I need to prove, using Bézout's identity, that $5^n+6^n$ and $5^{n+1}+6^{n+1}$ are coprime for all $n \in \mathbb{N}^*$. I know that if they are coprime there exist $u,v \in \mathbb{Z}$ such that:
$u(5^n+6^n)+v(5^{n+1}+6^{n+1})=1$,
but I am unsure on how to proceed from here. Any help would be much appreciated.
On
Hint $ $ By Euclid: $(a\!+\!b,\,5a\!+\!6b) = (a\!+\!b,\,5a\!+\!6b-5(a\!+\!b)) = (a\!+\!b,\,b) = (a,b)$
On
You want Bezout's identity? Here is one.
$(6^n,5^n)=1$,so integers $s,t$ exist such that $s*6^n+t*5^n=1$.

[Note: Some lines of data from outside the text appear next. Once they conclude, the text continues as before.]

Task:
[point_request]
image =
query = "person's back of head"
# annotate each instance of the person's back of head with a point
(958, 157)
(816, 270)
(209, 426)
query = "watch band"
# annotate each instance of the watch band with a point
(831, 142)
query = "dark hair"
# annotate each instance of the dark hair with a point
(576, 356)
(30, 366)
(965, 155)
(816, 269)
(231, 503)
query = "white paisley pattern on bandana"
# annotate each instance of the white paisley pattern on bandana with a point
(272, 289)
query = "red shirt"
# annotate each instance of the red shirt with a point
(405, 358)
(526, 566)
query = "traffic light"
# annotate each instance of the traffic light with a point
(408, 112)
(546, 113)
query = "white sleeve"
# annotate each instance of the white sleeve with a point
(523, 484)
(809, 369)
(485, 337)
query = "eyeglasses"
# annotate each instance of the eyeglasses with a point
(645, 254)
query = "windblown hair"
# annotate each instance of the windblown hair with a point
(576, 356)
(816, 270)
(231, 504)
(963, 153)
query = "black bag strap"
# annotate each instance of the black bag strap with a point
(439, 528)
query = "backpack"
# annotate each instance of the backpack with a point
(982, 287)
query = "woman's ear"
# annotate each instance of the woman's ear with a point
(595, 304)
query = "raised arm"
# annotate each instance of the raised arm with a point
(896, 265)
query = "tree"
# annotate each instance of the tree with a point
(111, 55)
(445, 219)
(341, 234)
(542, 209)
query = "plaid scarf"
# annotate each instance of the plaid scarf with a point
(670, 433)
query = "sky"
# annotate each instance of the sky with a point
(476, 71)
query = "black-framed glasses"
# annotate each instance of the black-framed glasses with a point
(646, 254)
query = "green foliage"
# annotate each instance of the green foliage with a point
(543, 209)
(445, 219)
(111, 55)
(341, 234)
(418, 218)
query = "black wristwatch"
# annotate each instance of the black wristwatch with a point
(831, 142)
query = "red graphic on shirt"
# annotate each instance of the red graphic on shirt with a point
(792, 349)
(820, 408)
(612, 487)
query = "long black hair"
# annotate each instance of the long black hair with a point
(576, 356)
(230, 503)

Then we have $(s-t)(6^{n+1}+5^{n+1})+(-5s+6t)(6^n+5^n)=1$
On
You can also do it as, let $d_n=(5^n+6^n,5^{n+1}+6^{n+1})$. Since $d_n\mid 5^n+6^n$, $d_n\mid 5^{n+1}+5\cdot 6^n$, hence, $d_n\mid 5^{n+1}+6^{n+1}-(5^{n+1}+5\cdot 6^n)=6^n$. If $p\mid d_n$ a prime, then $p\in\{2,3\}$. Now, run the same argument, this time noticing $d_n\mid (6\cdot 5^n+6^{n+1})-(5^{n+1}+6^{n+1})=5^n$, hence, any $p\mid d_n$ satisfy $p\in\{5\}$, contradiction.
Let $$a_n=5^n+6^n$$
Since $5,6$ are the roots of $$0=(x-5)(x-6)=x^2-11x+30$$ we deduce that the $a_n$ satisfy the recursion $$a_n=11a_{n-1}-30a_{n-2}\quad a_0=2\quad a_1=11$$
From this it is clear that if any $a_n,a_{n-1}$ have a common factor for any $n$, that factor also divides $a_{n-2}$. (Note: we have $\gcd(a_n,30)=1$ for all $n$ so we can disregard the coefficient of the $a_{n-2}$ term). Since $a_0,a_1$ have no common factors, we are done.